Urbane Landwirtschaft ist in Berlin bereits eine bunte Bewegung.von Juliane Rudloff, erschienen in Ausgabe #6/2011
Um zur Verschönerung meines Viertels beizutragen, habe ich im Frühjahr in einer WG-Aktion Blumensamen verteilt, eine Himbeere an die Hecke vor dem Haus gepflanzt und bin mit Eimer und Schippe zu einer organisierten Pflanzaktion marschiert. Die Ergebnisse waren ernüchternd: Die nur an einer einzigen Stelle zart sprießenden Blümchen wurden vom erstbesten Hundehaufen plattgemacht, die Himbeere musste ob des schlechten Bodens auf den Balkon gerettet werden, und das Beet der Pflanzaktion »we care« war trotz zweistündiger Suche nicht zu finden. Andere Initiativen für urbane Landwirtschaft gehen die Verbesserung des Lebensumfelds zum Glück systematischer an. Um Konzepte, Initiativen und Politik zusammenzubringen, lud der Arbeitskreis »Nachhaltige Stadtentwicklung« des Bildungswerks der Böll-Stiftung im September zur ersten Berliner Konferenz »Urbane Landwirtschaft« ein. Sieben Grundtypen von Stadtlandwirtschaft hatten Studenten der TU Berlin ermittelt: Guerilla Gardening, Mobile Gärten, Dachgärten, Schulgärten, Gemeinschaftsgärten, City Farms und »Community Supported Agriculture« (CSA, siehe Oya 1). Dass immer mehr Berliner sich in Gärtner verwandeln, hat viele Motive: Selbstbestimmung, Gemeinschaft, draußen zu sein, mit Kindern zu sein, das Bedürfnis nach sinnvoller und körperlicher Tätigkeit. Für viele ist die Lust am Pflanzen und Ernten auch mit dem Wunsch nach natürlichen Lebensmitteln, die den eigenen ökologischen Fußabdruck nicht vergrößern, verbunden. Die vielfältigen Formen vom Kiezgarten bis zum Obstbaumpark sind aber nicht zuletzt auch Ausdruck eines neuen Anspruchs auf Gestaltung des eigenen Umfelds. Allein landwirtschaftlich nutzbare Brachflächen machen in Berlin einen Flächenanteil von 3,4 Prozent aus – das sind etwa 3000 Hektar!

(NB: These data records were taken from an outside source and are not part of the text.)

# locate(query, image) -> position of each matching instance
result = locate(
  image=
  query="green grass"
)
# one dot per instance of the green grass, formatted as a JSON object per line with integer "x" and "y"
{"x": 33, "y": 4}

Nomadisierende Prinzessinnengärten Medienwirksam, professionell und mit Charisma haben seit Sommer 2009 die Prinzessinnengärtner Marco Clausen und Robert Shaw die urbane Landwirtschaft in die öffentliche Diskussion gebracht. Dass der Historiker und der Filmemacher nun auch Gärtner wurden, beruht auf Überlegungen zur Gestaltung der eigenen Arbeit: Robert suchte nach einer Tätigkeit, bei der er sein Kind dabeihaben kann. So begann er, eine Brachfläche am Moritzplatz in einen Garten zu verwandeln. Mit den Prinzessinnengärten wollen die Initiatoren nicht nur das Lebensumfeld des Kreuzberger Kiezes verbessern, sondern auch die Aneignung städtischer Brachflächen thematisieren. Ihre gemeinnützige GmbH »Nomadisch Grün« erhebt jedoch weder Anspruch auf dauerhafte Nutzung des Geländes noch auf Geschenke. Sie haben mit dem Liegenschaftsfonds einen Zwischennutzungsvertrag über das 6000 m2 große Gelände abgeschlossen, dessen Marktwert bei 8 Millionen Euro liegt. Die Miete wird aus den Erlösen des Freiluftcafés mit Speisen aus eigenem Anbau sowie durch den Verkauf der Ernte und von Setzlingen finanziert. In Reissäcken und lebensmittelechten Stapelbehältern kultivieren Anwohner und Gast-Gärtner vor allem auf ökologische Weise seltene, alte Sorten. Die Prinzessinnengärten sprechen die Menschen nicht nur als Konsumenten an, sondern als kreative (Mit-)Macher. Einmal die Woche ist offener Gartenarbeitstag, es gibt tägliche Öffnungszeiten, Führungen sowie kulturelle und gastronomische Veranstaltungen. Zum Selbstverständnis gehört auch, dass rund 50 Jugendliche unterstützt werden, hier eigene Projekte zu entwickeln.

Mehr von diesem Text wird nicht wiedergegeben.